Pierre Burnet: L'essentiel de notre chiffre d'affaires et de notre marge ne vient pas des produits à image mais bien plutôt des produits vaches à lait. On ne renouvellera pas le produit à image quand il sera vendu, on ira en choisir un autre.
Frédéric Saint-Romain : Vous faites de l'argent sur ces 20 % de produits qui font 80 % de votre chiffre d'affaires mais si vous n'arrêtez pas les gens avec autre chose, vous allez avoir des ventes sur des produits où vous êtes en concurrence avec ceux qui appliquent un coefficient de 1,2. Vous ne pourrez pas vendre vos bijoux car on vous dira qu'on a trouvé moins cher en grande distribution.
Gérard Atlan: Cela fait 45 ans que j'achète des bijoux et c'est de plus en plus compliqué.

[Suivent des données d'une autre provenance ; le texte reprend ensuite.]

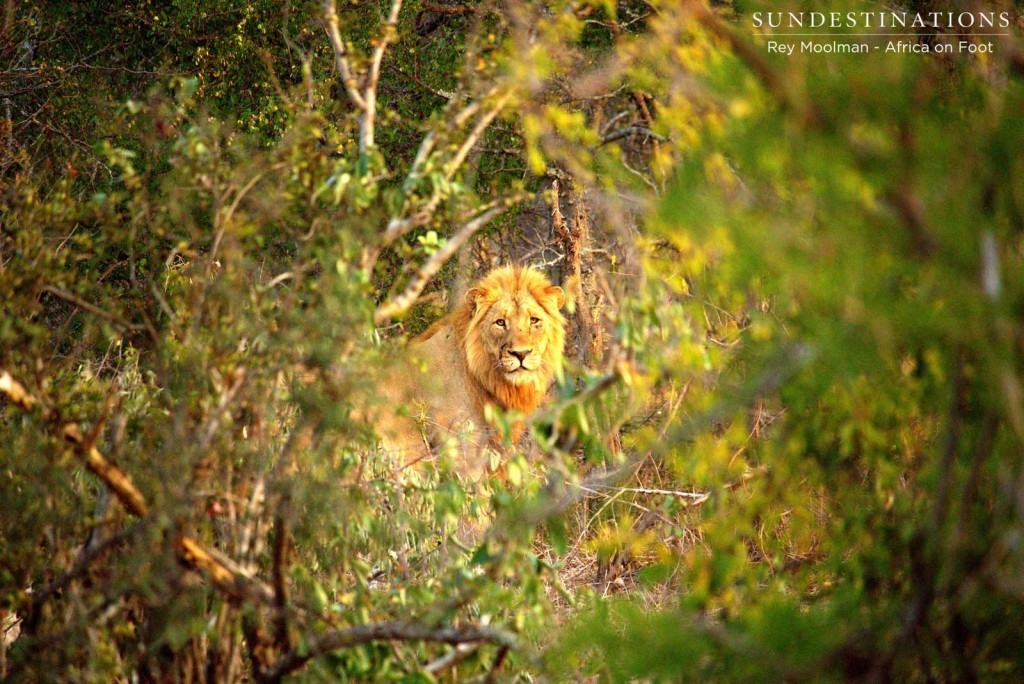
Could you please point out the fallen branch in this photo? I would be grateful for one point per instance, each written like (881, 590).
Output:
(222, 571)
(387, 631)
(449, 9)
(91, 308)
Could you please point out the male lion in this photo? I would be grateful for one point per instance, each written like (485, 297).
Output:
(501, 347)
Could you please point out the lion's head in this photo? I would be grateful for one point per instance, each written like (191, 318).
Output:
(513, 335)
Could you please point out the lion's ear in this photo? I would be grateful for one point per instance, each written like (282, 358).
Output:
(557, 294)
(476, 295)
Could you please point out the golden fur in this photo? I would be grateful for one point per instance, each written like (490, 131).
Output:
(501, 346)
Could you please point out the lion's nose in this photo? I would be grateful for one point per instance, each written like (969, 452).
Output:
(521, 355)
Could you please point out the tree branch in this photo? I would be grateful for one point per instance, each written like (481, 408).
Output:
(401, 303)
(222, 571)
(370, 92)
(341, 55)
(387, 631)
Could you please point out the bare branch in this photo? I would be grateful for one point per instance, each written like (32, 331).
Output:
(91, 308)
(223, 572)
(401, 303)
(633, 130)
(341, 55)
(370, 93)
(453, 166)
(387, 631)
(400, 225)
(449, 9)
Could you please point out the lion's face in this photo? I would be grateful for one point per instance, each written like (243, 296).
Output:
(516, 335)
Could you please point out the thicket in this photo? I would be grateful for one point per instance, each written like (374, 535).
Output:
(787, 442)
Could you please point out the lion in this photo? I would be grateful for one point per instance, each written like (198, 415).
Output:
(500, 349)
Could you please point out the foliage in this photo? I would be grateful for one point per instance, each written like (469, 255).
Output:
(795, 453)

Nous sommes dans un schéma de marketing d'offre et pas de marketing de demande. Personne n'est jamais venu me demander un bijou à image vu ailleurs. La grande question est d'assurer la rentabilité de son entreprise. Proposer du créatif engendre des stocks difficiles à rentabiliser. Je suis revenu à une offre plus commerciale. Vous avez dit que tout se vend. C'est vrai, mais tout ne se vend pas partout. La grosse difficulté dans notre métier est d'avoir un stock équilibré. Je ne suis pas d'accord de parler prix ou coefficients. L'achat d'un bijou est impliquant, compliqué, il faut l'accord de son compagnon. Le marché est trop étroit. J'ai l'impression dans ce métier d'en savoir moins qu'il y a quarante ans.

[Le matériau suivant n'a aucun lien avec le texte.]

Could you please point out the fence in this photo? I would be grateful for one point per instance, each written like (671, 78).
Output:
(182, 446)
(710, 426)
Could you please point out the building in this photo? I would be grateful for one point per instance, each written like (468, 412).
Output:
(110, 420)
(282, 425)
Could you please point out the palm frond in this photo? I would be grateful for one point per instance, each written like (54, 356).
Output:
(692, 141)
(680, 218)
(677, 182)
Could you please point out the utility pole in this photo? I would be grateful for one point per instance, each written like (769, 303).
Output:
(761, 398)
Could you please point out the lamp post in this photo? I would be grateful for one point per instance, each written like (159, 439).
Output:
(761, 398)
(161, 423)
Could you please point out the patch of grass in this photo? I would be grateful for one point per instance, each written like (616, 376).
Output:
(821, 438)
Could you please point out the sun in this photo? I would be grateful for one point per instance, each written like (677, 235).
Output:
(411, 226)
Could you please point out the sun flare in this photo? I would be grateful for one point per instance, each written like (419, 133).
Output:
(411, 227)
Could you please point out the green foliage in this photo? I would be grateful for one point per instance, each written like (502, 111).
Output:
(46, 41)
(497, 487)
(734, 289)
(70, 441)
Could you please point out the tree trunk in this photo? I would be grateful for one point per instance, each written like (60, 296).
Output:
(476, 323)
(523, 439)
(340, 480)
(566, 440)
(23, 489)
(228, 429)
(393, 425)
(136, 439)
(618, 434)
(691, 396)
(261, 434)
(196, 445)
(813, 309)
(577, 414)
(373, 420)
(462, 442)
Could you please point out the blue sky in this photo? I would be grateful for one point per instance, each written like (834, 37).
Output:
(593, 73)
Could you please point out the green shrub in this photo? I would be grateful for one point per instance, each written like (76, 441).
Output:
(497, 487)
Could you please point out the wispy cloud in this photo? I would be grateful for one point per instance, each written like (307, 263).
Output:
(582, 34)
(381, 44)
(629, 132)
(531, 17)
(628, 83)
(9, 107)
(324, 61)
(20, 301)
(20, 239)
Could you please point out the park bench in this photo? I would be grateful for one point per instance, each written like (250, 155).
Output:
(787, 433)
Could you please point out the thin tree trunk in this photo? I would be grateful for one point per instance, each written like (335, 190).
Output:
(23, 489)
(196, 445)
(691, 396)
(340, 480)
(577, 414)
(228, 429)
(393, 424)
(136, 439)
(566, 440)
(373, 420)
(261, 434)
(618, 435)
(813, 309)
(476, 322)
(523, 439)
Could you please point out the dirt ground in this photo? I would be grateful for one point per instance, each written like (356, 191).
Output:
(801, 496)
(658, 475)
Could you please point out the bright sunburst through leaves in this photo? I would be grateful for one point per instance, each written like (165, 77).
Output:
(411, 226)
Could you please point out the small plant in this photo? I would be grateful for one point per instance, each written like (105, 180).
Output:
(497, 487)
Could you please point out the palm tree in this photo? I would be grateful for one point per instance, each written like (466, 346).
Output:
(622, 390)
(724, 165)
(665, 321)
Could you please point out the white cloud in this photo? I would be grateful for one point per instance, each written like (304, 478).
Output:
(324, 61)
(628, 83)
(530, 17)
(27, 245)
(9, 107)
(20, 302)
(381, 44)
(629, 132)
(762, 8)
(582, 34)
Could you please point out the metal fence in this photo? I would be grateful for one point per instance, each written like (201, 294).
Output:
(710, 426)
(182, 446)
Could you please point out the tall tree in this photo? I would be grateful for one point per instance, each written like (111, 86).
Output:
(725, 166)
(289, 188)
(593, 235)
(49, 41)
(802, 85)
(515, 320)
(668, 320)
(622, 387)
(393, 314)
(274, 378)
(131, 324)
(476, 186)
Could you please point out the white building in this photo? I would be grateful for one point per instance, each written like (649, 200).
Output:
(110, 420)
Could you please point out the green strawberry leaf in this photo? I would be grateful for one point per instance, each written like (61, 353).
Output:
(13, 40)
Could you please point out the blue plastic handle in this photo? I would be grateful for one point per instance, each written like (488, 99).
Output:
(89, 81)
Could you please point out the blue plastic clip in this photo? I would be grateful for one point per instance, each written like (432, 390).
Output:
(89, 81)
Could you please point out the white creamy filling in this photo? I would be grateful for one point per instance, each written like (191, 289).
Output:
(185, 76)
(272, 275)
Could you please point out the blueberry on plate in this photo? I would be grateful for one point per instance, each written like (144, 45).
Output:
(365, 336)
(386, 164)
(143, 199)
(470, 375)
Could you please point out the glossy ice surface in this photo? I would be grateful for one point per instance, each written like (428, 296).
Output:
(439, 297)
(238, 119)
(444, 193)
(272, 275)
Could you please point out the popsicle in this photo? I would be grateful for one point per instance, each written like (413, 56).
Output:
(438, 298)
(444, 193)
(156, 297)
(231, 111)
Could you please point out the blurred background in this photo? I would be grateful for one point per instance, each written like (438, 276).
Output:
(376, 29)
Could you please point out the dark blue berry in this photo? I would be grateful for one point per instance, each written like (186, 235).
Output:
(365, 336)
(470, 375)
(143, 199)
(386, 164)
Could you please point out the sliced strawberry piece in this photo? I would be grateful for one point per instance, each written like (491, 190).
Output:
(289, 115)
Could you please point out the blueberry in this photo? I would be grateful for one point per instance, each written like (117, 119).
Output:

Guy Subra: Il y a des créateurs qui créent des produits qui se vendent extrêmement bien et qui développent de bons chiffres d'affaires et de bonnes marges. Il ne faut pas non plus assimiler à la création la difficulté de vendre. Il faut faire attention à ne pas mettre dans des cases les produits de création, les produits de distributeurs, etc. Je crois que le vrai métier de bijoutier est ceci : le produit est un support à cette capacité qu'a le distributeur de donner envie au client d'acheter plus cher que prévu. Ainsi, non seulement le client fait davantage plaisir mais il se fait aussi davantage plaisir parce qu'il a fait l'effort de dépenser davantage.
Isabelle Langlois : C'est une approche tellement masculine de la chose! C'est l'une des raisons pour lesquelles le marché s'est beaucoup compliqué pour les bijoutiers. À Noël, les hommes achètent la bague à entourage vue dans la vitrine et en janvier, les femmes reviennent la changer... Aujourd'hui, votre clientèle a évolué. Elle est beaucoup plus féminine qu'avant. Or, les femmes fonctionnent au coup de coeur et restent raisonnables en même temps. Et c'est là toute la difficulté.